Ekundayo (Dayo) was born in Honolulu, Hawaii in 1983. At the age of 5, his father snuck him out of the state without his mother’s knowledge, and for seven years Ekundayo and his father moved from place to place living a life on the run. With hopes of finding her son, Ekundayo’s mother helped start Hawaii’s first clearing house for missing children. In 1994, suffering from lung cancer, his father took him to live with his sister in California. In early 1995, his father passed away; Ekundayo was eleven.
While living in California with his aunt and and her family, Ekundayo discovered his love for art. One day he found one of his uncle’s, who wrote for a graffiti crew in L.A. called C.H.B, black books. Ekundayo became obsessed with drawing and copied every page in the book.
Meanwhile, the Department of Justice had located Ekundayo at his sister’s home and returned him to the custody of his mother. Ekundayo went back to Hawaii but his drive to create continued. Shortly after graduating high-school, Ekundayo moved back with his father’s sister and brother in-law in California where he attended Pierce College, practiced his craft, and worked on his portfolio.
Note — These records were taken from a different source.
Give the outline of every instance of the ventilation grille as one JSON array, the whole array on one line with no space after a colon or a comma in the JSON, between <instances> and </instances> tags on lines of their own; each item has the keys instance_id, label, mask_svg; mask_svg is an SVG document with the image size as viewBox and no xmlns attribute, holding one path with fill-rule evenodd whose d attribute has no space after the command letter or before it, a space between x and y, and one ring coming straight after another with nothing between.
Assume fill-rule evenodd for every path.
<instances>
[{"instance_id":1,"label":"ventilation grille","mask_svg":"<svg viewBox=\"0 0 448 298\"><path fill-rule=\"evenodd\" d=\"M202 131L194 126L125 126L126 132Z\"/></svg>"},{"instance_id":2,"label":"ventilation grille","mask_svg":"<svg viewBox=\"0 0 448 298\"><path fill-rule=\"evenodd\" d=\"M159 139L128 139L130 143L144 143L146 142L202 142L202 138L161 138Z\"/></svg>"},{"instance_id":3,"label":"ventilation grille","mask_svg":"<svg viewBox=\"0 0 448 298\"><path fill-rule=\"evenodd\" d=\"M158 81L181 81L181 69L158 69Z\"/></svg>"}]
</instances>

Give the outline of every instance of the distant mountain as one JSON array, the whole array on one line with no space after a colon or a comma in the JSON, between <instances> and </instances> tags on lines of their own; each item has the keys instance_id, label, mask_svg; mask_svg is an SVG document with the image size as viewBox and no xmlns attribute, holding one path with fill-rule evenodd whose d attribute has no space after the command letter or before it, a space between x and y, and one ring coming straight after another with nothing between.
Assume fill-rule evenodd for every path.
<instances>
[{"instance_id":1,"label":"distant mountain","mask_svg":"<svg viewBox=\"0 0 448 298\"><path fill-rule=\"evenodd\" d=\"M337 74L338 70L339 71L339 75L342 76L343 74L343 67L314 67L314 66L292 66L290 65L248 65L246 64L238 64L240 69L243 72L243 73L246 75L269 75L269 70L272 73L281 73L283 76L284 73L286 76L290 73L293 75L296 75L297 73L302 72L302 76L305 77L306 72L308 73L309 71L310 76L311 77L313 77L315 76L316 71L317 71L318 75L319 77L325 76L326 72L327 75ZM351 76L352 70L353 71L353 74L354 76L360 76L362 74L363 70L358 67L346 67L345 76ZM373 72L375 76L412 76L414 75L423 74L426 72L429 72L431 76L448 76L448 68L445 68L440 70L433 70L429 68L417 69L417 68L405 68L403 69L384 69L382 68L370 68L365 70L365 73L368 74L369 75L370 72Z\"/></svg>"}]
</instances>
In 2003, he was accepted into the Art Center College of Art and Design on a scholarship. Ekundayo dropped out after completing his foundation courses in order to create his own path in the fine art world.
“Ekundayo combines both subversive graffiti aesthetics in combination with art-historical erudition using acrylic, gouache, watercolor, ink and various carving techniques. Ekundayo’s work expresses the struggle of life and how those struggles and burdens can either inspire us to change in a constructive way or weigh us down by our own inability to change.”